3. On 22-1-1985, PW 22, the Circle Inspector of Police took over the investigation, On the next day, he searched the houses of A1, A2 and A3. Nothing was recovered from there. He arrested the accused 1 to 3 on 28-1-1984 at 12.30 p.m. at Alwaye-Parur Junction. After arrest, the blood-stained dress of A1, M.Os. 4 and 5, were recovered from his body under Ext. P6 mahazar. M.Os. 35 and 36, the dresses of A3, were also recovered as per Ext. P11 mahazar. Pursuant to the information furnished by A3, MO 3 dagger was recovered under Ext. P10(a) disclosure statement of A2, MO 2 dagger was recovered under Ext. P12 mahazar. He also recovered the clothes of A3, M.Os. 6 and 7 under Ext. P7 mahazar on the information furnished by A3. Similarly, the disclosure statement made by A1 led to the discovery of MO 34 under Ext. P9 mahazar. The correct addresses of Al to A3 were collected by PW 22 from them and he sent Ext. P18 report on 29-1-1984 furnishing the correct addresses of the accused 1 to 3. PW 22 arrested A4 on 30-8-1984 and pursuant to the statement given by A4, MO 1 dagger was recovered under Ext. P13 mahazar. After completing the investigation, PW 22 laid the charge before the Judicial IInd Class Magistrate, Alwaye, who committed the four accused to stand trial before the Court of Additional Sessions Judge, Parur.

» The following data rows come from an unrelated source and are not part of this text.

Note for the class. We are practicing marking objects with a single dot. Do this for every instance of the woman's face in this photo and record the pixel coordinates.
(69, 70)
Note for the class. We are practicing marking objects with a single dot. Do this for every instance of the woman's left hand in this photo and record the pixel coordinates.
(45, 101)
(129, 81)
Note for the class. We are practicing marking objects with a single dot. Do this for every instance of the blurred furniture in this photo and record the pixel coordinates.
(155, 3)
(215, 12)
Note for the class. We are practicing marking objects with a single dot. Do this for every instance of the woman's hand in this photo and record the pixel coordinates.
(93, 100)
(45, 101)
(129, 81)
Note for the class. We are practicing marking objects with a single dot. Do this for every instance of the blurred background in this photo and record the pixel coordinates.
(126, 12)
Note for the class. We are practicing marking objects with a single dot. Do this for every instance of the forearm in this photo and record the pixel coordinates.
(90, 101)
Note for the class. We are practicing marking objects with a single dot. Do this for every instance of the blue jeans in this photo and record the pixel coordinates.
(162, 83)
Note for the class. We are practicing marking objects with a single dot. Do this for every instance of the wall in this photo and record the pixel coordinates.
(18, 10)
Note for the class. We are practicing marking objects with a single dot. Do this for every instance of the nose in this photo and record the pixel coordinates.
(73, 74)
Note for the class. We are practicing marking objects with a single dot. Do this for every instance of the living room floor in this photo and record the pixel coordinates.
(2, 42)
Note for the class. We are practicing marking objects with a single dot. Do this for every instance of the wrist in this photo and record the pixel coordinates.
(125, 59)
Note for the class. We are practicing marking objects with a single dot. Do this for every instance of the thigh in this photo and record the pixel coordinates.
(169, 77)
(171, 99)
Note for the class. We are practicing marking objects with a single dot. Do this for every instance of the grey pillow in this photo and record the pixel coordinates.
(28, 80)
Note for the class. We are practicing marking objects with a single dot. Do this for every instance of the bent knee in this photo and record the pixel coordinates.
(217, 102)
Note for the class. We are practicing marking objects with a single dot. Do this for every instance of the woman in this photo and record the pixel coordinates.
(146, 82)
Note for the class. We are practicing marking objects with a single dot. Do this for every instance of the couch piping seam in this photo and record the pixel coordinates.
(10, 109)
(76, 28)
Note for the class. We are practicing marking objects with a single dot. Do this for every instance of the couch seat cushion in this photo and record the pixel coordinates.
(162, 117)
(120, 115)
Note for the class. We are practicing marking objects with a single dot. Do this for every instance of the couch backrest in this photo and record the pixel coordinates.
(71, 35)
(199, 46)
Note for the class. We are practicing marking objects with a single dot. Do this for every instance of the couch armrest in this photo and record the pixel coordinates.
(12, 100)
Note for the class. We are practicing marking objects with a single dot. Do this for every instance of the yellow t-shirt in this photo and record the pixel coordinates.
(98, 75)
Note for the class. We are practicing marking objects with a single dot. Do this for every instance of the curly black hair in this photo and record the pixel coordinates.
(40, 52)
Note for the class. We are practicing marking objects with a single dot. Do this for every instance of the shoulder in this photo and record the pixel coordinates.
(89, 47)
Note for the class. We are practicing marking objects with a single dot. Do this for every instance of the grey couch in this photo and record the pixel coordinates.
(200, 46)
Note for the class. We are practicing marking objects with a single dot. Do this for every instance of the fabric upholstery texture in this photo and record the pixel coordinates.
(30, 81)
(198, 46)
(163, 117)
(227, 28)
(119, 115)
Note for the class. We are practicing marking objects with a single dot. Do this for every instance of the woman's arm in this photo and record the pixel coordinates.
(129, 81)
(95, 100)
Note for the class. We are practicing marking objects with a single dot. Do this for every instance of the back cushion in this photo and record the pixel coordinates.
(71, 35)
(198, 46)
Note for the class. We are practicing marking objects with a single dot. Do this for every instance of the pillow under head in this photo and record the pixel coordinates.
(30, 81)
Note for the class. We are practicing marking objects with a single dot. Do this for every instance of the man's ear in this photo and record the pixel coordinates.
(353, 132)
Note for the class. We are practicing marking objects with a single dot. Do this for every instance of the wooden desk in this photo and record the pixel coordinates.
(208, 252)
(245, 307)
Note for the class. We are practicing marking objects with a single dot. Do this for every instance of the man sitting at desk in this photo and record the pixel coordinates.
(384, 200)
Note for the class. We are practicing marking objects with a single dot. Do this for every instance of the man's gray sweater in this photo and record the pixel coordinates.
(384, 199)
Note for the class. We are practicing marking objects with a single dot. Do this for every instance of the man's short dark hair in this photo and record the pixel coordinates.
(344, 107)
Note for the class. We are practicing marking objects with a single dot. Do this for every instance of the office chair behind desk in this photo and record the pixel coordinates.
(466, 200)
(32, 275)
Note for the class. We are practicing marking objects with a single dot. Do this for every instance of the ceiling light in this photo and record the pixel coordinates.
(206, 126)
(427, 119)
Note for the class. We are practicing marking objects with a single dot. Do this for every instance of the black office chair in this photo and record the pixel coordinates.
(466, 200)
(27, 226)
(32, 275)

4. On the accused pleading not guilty to the charge, the prosecution examined P.Ws. 1 to 12, marked Exts. P1 to P19 and also identified M.Os. 1 to 36. In their statement under Section 313, Cr.P.C, all the accused denied the incriminating circumstances appearing against them in the prosecution evidence. No witness was examined on behalf of the defence, but Exts. D1, D1(a) and D2 were marked on their behalf.

5. The prosecution has clearly established that Muraleedharan died in an occurrence which took place on 21-1-1984 at a place near Chattukulam Temple on the side of the Binanipuram Road. This is revealed from the inquest report Ext. P8 prepared by PW 21 and also Ext. P4 post-mortem certificate and the evidence of PW 18, Civil Surgeon attached to the Government Hospital, Alwaye. Ext. P14 shows that the deceased had sustained 16 injuries, and all the injuries were ante-mortem and injury Nos. 7, 8 and 16 were fatal and Muraleedharan died as a result of Haemorrhage, shock and coma due to the injuries sustained.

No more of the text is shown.